In 2020 she went viral in the inner-north hospitality community for calling out white-majority customers for bitching about their bánh mi prices. 

“Why is cheap food a prerequisite characteristic for ‘authentic’ Asian restaurants?” Trân wrote on an Instagram post.

“You would happily spend $$$$ at a non-POC owned ‘Asian fusion’ joint, calling their food ‘innovative’, yet you think it’s your right to lash out when a first gen immigrant owned restaurant has decided to put prices up because produce is getting more expensive.”

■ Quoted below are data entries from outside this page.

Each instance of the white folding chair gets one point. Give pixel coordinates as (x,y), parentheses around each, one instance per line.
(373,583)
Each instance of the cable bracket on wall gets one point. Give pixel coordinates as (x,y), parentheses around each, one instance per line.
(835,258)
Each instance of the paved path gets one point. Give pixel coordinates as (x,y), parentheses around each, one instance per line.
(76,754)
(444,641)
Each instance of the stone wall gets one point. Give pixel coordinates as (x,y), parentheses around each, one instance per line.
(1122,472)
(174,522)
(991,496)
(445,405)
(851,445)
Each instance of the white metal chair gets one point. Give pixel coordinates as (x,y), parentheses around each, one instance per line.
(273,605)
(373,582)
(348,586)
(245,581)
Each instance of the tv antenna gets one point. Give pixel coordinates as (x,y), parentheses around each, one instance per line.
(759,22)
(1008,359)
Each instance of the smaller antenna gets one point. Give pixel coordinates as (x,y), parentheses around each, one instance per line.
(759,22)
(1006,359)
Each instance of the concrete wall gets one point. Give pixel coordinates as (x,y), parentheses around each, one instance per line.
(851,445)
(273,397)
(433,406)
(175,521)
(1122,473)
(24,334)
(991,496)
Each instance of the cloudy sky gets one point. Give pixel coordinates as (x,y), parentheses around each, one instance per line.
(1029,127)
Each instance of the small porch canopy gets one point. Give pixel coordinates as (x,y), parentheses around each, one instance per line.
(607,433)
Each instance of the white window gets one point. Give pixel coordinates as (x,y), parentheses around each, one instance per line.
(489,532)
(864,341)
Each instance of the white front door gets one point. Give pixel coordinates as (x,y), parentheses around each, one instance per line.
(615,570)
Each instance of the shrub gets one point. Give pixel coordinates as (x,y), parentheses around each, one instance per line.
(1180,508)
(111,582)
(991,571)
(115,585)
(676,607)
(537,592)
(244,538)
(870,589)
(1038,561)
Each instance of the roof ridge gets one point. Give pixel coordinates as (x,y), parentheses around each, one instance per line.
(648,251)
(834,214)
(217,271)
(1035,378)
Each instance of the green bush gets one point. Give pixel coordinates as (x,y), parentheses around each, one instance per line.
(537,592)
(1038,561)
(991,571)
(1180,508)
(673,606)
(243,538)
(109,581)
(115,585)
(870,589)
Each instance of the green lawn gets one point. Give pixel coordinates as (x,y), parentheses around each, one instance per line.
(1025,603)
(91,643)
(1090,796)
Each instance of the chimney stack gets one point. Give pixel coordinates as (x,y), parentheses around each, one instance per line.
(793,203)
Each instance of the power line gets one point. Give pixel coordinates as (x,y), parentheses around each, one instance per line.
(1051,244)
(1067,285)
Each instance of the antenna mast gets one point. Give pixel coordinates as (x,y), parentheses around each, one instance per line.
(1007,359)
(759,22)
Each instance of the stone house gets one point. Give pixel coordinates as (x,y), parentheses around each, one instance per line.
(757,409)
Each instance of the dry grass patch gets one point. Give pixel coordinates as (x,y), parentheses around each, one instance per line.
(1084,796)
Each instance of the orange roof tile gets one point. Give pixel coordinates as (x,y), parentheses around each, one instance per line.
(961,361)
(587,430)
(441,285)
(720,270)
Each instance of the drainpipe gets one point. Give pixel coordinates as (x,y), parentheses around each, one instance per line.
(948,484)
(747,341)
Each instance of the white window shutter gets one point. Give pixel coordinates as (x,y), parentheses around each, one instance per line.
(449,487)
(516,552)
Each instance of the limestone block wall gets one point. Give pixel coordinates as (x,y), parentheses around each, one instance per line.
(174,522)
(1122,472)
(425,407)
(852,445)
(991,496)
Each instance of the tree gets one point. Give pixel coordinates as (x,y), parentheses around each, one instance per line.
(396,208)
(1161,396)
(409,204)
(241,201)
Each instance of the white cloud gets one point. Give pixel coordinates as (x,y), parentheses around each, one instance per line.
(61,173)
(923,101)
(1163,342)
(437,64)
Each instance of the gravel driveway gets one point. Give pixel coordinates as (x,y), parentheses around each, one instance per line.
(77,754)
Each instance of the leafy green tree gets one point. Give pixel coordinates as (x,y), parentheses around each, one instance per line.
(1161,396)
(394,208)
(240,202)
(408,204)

Unafraid to call out the dissonance of white Australians and the everyday, almost prosaic racism that thrums below smiling exteriors, Trân is a beloved local icon. 

From fostering mutual aid – keeping the “take what you need” fridge stocked, making bulk meals for people in need during lockdowns – lending out Shop Bao Ngọc for all sorts of events, or even just in being a leader, Trân is someone who advocates for her values and finds a way to make it work and to help others make it work in spite of capitalism. 

The world would be a better place with more people like Trân in it. And that’s not even to mention the perfect… perfect pho.